Liposarcoma are on a morphological continuum in which tumor progression from low-grade myxoid to high grade hypercellular or round cell areas may be observed. Wide agreement exists in considering round cell liposarcoma as a poorly differentiated myxoid liposarcoma4. Purely myxoid lesions are characterized by a 5-year survival rate of approximately 70%, which drops to approximately 20% in the case of round cell tumors. Two independent studies have demonstrated that the presence of a round cell component ranging between 5 and 25% is associated with a significant worsening of prognosis when compared to pure myxoid lesions7,9. In addition, patients who present with multifocal disease have a poor prognosis and the presence of necrosis and p53 overexpression have been found to be independent predictors of poor prognosis10. There is no significant relationship between tumor size and clinical outcome. Local recurrence has been reported with an unusually high incidence of soft tissue and bone metastases to the lung. However, in 1998, Dei Tos et al.3 reported their personal experience that liposarcoma occurs primarily in the skin, and that despite an apparent tendency to show high-grade morphological features, it appears to behave in a relatively benign fashion, in stark contrast to their deep-seated counterparts.

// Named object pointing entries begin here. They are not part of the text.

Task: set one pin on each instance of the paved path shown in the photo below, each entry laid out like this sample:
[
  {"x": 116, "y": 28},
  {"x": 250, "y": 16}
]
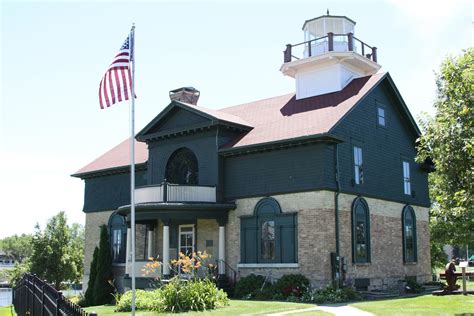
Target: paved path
[{"x": 335, "y": 309}]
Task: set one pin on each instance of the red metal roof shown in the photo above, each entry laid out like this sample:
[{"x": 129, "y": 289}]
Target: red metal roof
[
  {"x": 285, "y": 117},
  {"x": 273, "y": 119},
  {"x": 119, "y": 156}
]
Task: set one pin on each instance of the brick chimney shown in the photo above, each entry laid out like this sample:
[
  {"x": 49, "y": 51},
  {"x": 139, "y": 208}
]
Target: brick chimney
[{"x": 188, "y": 95}]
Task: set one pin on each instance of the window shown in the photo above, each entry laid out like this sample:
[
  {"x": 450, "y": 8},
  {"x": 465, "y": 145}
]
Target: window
[
  {"x": 182, "y": 167},
  {"x": 118, "y": 237},
  {"x": 381, "y": 116},
  {"x": 406, "y": 178},
  {"x": 358, "y": 170},
  {"x": 409, "y": 234},
  {"x": 268, "y": 236},
  {"x": 360, "y": 231},
  {"x": 267, "y": 247}
]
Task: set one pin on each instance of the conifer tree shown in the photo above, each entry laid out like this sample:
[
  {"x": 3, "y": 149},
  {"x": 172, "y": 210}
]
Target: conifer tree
[
  {"x": 103, "y": 288},
  {"x": 89, "y": 296}
]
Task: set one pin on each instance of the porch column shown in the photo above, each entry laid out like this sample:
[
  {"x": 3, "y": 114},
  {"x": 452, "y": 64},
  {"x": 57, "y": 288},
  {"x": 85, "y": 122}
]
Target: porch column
[
  {"x": 221, "y": 257},
  {"x": 166, "y": 249},
  {"x": 127, "y": 251},
  {"x": 149, "y": 251}
]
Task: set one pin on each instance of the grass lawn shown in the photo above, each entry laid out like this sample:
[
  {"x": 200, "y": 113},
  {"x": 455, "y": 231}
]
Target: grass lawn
[
  {"x": 312, "y": 313},
  {"x": 236, "y": 307},
  {"x": 6, "y": 311},
  {"x": 420, "y": 305}
]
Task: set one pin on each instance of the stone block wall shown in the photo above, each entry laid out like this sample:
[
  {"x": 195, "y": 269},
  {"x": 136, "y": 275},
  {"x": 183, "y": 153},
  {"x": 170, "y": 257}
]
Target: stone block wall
[
  {"x": 208, "y": 229},
  {"x": 92, "y": 237},
  {"x": 316, "y": 239}
]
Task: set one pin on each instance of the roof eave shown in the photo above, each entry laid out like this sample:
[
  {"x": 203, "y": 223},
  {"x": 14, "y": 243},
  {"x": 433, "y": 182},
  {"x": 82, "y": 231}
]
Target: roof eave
[
  {"x": 108, "y": 171},
  {"x": 289, "y": 142}
]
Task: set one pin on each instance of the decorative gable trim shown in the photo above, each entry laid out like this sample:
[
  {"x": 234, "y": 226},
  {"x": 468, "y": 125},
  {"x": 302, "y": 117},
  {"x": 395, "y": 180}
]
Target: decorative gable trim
[
  {"x": 399, "y": 98},
  {"x": 212, "y": 120}
]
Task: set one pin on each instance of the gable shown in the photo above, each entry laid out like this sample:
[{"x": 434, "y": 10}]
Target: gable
[
  {"x": 383, "y": 148},
  {"x": 177, "y": 119},
  {"x": 384, "y": 94}
]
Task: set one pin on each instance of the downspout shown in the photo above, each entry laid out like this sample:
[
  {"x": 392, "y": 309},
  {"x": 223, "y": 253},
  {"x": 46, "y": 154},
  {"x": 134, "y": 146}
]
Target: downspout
[{"x": 336, "y": 210}]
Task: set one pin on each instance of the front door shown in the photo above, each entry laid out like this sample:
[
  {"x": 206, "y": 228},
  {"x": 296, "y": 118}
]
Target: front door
[{"x": 186, "y": 239}]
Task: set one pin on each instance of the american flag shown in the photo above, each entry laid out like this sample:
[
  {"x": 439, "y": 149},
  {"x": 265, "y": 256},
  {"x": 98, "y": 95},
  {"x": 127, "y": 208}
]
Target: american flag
[{"x": 116, "y": 84}]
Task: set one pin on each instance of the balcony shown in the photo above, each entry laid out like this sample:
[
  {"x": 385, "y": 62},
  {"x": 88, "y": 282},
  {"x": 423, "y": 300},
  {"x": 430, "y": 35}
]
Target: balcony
[
  {"x": 166, "y": 192},
  {"x": 329, "y": 43}
]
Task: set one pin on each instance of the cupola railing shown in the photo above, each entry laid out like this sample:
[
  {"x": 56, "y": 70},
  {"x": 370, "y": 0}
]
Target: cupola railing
[{"x": 329, "y": 43}]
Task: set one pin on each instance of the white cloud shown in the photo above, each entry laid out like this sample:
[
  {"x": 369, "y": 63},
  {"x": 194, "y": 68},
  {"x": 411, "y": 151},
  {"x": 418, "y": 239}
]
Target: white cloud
[{"x": 38, "y": 187}]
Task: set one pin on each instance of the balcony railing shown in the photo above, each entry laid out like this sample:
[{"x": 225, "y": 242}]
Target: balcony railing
[
  {"x": 329, "y": 43},
  {"x": 167, "y": 192}
]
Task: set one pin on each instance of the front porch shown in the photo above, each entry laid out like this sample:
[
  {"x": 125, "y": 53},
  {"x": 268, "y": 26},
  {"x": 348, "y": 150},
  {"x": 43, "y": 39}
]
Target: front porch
[{"x": 165, "y": 228}]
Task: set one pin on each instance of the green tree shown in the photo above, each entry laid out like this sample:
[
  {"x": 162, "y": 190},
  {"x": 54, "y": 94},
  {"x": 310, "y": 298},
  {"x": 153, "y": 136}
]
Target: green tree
[
  {"x": 89, "y": 296},
  {"x": 103, "y": 288},
  {"x": 77, "y": 249},
  {"x": 52, "y": 257},
  {"x": 19, "y": 247},
  {"x": 448, "y": 140}
]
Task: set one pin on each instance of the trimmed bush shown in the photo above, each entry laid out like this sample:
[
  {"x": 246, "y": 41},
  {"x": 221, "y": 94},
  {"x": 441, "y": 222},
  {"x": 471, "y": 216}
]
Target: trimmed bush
[
  {"x": 89, "y": 296},
  {"x": 331, "y": 295},
  {"x": 176, "y": 296},
  {"x": 103, "y": 289},
  {"x": 291, "y": 285},
  {"x": 250, "y": 286},
  {"x": 144, "y": 301}
]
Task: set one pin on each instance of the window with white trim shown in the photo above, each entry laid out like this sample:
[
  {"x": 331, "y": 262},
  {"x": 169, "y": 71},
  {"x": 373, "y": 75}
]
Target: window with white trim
[
  {"x": 406, "y": 178},
  {"x": 358, "y": 171},
  {"x": 381, "y": 116}
]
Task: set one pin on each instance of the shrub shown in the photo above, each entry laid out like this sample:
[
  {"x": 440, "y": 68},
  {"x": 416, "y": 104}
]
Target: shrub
[
  {"x": 292, "y": 285},
  {"x": 103, "y": 290},
  {"x": 144, "y": 300},
  {"x": 331, "y": 295},
  {"x": 249, "y": 287},
  {"x": 413, "y": 286},
  {"x": 176, "y": 296},
  {"x": 89, "y": 296}
]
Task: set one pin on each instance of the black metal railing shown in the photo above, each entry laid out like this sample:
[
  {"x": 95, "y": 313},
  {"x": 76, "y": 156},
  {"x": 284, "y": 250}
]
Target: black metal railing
[
  {"x": 366, "y": 50},
  {"x": 33, "y": 296}
]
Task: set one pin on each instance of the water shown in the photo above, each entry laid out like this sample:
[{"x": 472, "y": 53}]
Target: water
[{"x": 5, "y": 297}]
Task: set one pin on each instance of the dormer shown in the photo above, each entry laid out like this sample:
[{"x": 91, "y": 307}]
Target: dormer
[{"x": 329, "y": 58}]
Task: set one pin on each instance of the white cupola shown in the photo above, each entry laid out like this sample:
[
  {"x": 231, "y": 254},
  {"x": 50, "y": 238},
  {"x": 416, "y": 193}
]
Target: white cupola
[{"x": 329, "y": 58}]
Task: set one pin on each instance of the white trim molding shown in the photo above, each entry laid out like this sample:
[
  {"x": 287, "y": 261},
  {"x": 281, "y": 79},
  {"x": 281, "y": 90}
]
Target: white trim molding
[{"x": 268, "y": 265}]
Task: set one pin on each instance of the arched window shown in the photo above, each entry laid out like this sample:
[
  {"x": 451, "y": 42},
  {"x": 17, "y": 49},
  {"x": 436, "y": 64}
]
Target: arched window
[
  {"x": 409, "y": 234},
  {"x": 118, "y": 237},
  {"x": 182, "y": 167},
  {"x": 360, "y": 231},
  {"x": 269, "y": 236}
]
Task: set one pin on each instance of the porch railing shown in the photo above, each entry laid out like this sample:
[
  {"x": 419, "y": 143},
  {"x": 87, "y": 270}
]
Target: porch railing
[
  {"x": 33, "y": 296},
  {"x": 329, "y": 43},
  {"x": 167, "y": 192}
]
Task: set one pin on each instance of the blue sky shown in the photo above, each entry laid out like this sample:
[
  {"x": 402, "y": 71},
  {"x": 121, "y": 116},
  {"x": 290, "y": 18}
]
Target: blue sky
[{"x": 54, "y": 53}]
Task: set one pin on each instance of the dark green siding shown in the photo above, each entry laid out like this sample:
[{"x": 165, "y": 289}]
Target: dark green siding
[
  {"x": 286, "y": 170},
  {"x": 383, "y": 149},
  {"x": 178, "y": 118},
  {"x": 203, "y": 145},
  {"x": 109, "y": 192}
]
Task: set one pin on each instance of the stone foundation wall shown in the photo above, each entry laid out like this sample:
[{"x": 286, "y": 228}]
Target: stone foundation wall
[
  {"x": 316, "y": 240},
  {"x": 208, "y": 230},
  {"x": 92, "y": 237}
]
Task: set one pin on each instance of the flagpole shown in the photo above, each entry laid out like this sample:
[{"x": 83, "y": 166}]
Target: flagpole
[{"x": 132, "y": 160}]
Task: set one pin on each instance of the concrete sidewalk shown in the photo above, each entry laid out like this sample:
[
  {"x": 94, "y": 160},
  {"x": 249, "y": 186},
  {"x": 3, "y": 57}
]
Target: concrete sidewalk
[{"x": 335, "y": 309}]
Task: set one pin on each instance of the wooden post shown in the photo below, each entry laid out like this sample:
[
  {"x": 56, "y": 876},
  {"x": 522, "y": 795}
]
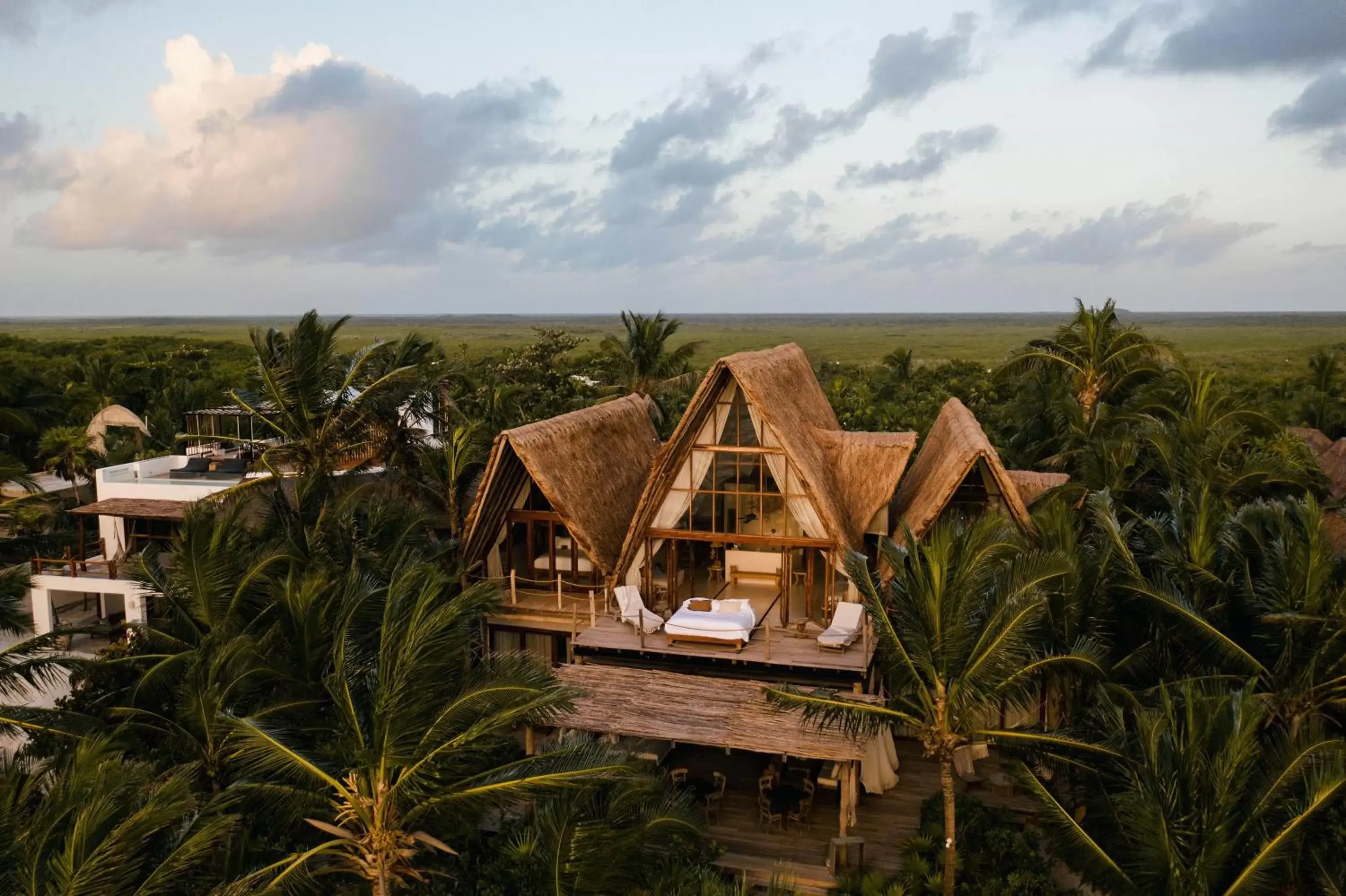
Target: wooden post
[
  {"x": 575, "y": 631},
  {"x": 844, "y": 786}
]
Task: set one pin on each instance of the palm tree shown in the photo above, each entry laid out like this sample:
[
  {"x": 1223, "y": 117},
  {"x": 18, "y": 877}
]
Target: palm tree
[
  {"x": 29, "y": 662},
  {"x": 68, "y": 452},
  {"x": 99, "y": 824},
  {"x": 957, "y": 627},
  {"x": 606, "y": 839},
  {"x": 449, "y": 469},
  {"x": 318, "y": 404},
  {"x": 1298, "y": 586},
  {"x": 1095, "y": 354},
  {"x": 416, "y": 726},
  {"x": 1196, "y": 801},
  {"x": 642, "y": 358}
]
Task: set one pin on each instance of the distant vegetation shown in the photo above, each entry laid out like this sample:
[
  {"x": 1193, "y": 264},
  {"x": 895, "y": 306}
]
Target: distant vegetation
[{"x": 309, "y": 708}]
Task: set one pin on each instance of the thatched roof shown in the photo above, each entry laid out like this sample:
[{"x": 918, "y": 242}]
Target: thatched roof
[
  {"x": 955, "y": 446},
  {"x": 591, "y": 465},
  {"x": 866, "y": 467},
  {"x": 1336, "y": 525},
  {"x": 136, "y": 508},
  {"x": 1330, "y": 455},
  {"x": 848, "y": 477},
  {"x": 1034, "y": 485},
  {"x": 694, "y": 709},
  {"x": 112, "y": 416}
]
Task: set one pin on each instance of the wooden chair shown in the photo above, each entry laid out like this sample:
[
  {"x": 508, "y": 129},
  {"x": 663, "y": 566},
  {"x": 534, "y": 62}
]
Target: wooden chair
[
  {"x": 715, "y": 800},
  {"x": 804, "y": 812},
  {"x": 766, "y": 817}
]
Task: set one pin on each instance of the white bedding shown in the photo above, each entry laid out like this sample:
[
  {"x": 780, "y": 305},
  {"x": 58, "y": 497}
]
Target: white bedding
[
  {"x": 727, "y": 621},
  {"x": 563, "y": 563}
]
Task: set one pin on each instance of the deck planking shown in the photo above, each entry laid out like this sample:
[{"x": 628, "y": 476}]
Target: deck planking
[{"x": 785, "y": 650}]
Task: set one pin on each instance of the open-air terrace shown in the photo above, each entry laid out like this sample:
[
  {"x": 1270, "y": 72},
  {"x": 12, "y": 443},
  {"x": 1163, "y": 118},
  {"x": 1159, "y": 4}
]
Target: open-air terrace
[{"x": 772, "y": 644}]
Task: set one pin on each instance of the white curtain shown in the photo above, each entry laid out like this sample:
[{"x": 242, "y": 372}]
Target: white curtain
[
  {"x": 879, "y": 765},
  {"x": 676, "y": 502},
  {"x": 493, "y": 557}
]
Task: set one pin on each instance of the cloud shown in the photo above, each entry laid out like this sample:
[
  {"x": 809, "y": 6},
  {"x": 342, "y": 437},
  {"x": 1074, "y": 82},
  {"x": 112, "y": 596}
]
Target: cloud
[
  {"x": 1322, "y": 105},
  {"x": 776, "y": 236},
  {"x": 904, "y": 70},
  {"x": 1136, "y": 232},
  {"x": 931, "y": 155},
  {"x": 1036, "y": 11},
  {"x": 1318, "y": 251},
  {"x": 1247, "y": 35},
  {"x": 23, "y": 166},
  {"x": 19, "y": 19},
  {"x": 1333, "y": 152},
  {"x": 318, "y": 155},
  {"x": 902, "y": 244}
]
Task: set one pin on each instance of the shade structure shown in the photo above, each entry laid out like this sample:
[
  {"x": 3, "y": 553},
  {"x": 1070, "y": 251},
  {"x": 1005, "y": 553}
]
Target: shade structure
[{"x": 696, "y": 709}]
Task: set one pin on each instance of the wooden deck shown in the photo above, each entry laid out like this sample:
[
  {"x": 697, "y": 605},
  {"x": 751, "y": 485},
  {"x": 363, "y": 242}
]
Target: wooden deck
[
  {"x": 540, "y": 611},
  {"x": 610, "y": 635},
  {"x": 885, "y": 821}
]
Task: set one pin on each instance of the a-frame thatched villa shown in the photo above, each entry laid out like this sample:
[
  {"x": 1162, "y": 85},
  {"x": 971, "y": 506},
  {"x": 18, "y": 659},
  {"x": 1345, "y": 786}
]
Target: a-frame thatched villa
[{"x": 671, "y": 582}]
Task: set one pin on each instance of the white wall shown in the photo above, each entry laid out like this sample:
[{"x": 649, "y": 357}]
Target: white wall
[{"x": 140, "y": 479}]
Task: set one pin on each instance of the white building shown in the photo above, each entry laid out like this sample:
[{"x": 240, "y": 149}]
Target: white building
[{"x": 138, "y": 504}]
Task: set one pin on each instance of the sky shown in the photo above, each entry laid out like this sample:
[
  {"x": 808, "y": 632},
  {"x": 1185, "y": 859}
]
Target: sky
[{"x": 414, "y": 157}]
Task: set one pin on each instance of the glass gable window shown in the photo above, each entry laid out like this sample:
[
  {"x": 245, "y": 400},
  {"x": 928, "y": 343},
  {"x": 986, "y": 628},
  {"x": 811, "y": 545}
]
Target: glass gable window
[{"x": 741, "y": 485}]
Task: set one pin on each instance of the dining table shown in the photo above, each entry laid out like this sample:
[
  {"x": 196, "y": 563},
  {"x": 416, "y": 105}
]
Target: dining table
[
  {"x": 700, "y": 787},
  {"x": 785, "y": 798}
]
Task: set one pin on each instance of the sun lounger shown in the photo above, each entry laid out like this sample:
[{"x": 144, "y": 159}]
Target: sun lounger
[
  {"x": 633, "y": 609},
  {"x": 844, "y": 629},
  {"x": 194, "y": 467}
]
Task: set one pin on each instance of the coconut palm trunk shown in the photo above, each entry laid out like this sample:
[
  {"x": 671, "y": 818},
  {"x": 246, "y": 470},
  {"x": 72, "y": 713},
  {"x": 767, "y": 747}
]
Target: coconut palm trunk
[{"x": 956, "y": 629}]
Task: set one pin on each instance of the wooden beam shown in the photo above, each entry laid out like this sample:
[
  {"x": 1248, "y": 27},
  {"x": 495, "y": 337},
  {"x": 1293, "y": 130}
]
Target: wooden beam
[{"x": 770, "y": 541}]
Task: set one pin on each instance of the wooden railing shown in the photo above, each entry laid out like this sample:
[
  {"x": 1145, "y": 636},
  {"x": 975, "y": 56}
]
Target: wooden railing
[{"x": 73, "y": 568}]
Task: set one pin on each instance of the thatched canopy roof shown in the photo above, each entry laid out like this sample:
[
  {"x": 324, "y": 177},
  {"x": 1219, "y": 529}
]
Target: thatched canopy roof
[
  {"x": 136, "y": 508},
  {"x": 955, "y": 446},
  {"x": 694, "y": 709},
  {"x": 1332, "y": 458},
  {"x": 847, "y": 475},
  {"x": 114, "y": 416},
  {"x": 1034, "y": 485},
  {"x": 591, "y": 465}
]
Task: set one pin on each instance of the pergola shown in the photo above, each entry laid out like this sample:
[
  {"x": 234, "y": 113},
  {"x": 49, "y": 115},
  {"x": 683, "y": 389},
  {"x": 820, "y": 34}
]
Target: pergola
[{"x": 130, "y": 509}]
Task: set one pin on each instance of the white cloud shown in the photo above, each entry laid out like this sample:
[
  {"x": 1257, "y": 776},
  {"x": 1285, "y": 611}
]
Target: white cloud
[
  {"x": 1136, "y": 232},
  {"x": 317, "y": 155}
]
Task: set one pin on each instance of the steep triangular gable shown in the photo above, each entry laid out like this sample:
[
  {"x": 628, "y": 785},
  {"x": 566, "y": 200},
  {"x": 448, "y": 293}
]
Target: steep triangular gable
[
  {"x": 953, "y": 448},
  {"x": 780, "y": 384},
  {"x": 591, "y": 465}
]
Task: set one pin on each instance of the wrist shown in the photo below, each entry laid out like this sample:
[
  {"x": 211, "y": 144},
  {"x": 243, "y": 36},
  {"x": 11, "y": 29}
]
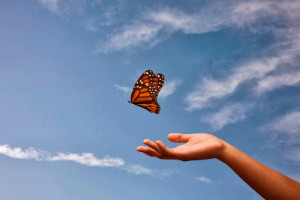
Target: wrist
[{"x": 225, "y": 152}]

Surgery remains the mainstay of therapy for liposarcoma Vol. 23, No. 3, 2011 341 in the control of local disease. Excision needs to be carefully planned using CT or magnetic resonance imaging11. Liposarcoma can often be managed if surgical treatment is carefully planned and adequate clean margins are achieved. Nevertheless, patients with round cell and pleomorphic liposarcoma will develop distant metastasis, usually to the lungs, bone or fat pad sites in the retroperitoneum and trunk. Since the high rate of response of myxoid/round cell liposarcoma to ifosfamide-based chemotherapy has been observed in the metastatic setting, neoadjuvant or adjuvant chemotherapy for high-risk primary liposarcoma may help decrease the frequency of distant metastases, and thus increase overall survival. To lower the recurrence or distant metastasis rates, radiotherapy is also recommended before or after surgery12.
Liposarcoma is rarely reported in the Korean dermatologic literature, and only five cases of liposarcoma have been described since 199613-16. All of these cases involved the extremities, especially the thigh, and with the exception of one case in the dermis, all of these cases occurred in the deep soft tissue. If liposarcoma is detected in the trunk of young adults, it can be easily mistaken for a benign tumor such as a lipoma or angiolipoma. Herein, we report a case of myxoid and round cell liposarcoma affecting the subcutis of the left flank. To avoid missing the optimal timing for treatment, clinicians should be aware of the possibility of malignant diseases, especially when rapid growth of the subcutaneous tumor is observed.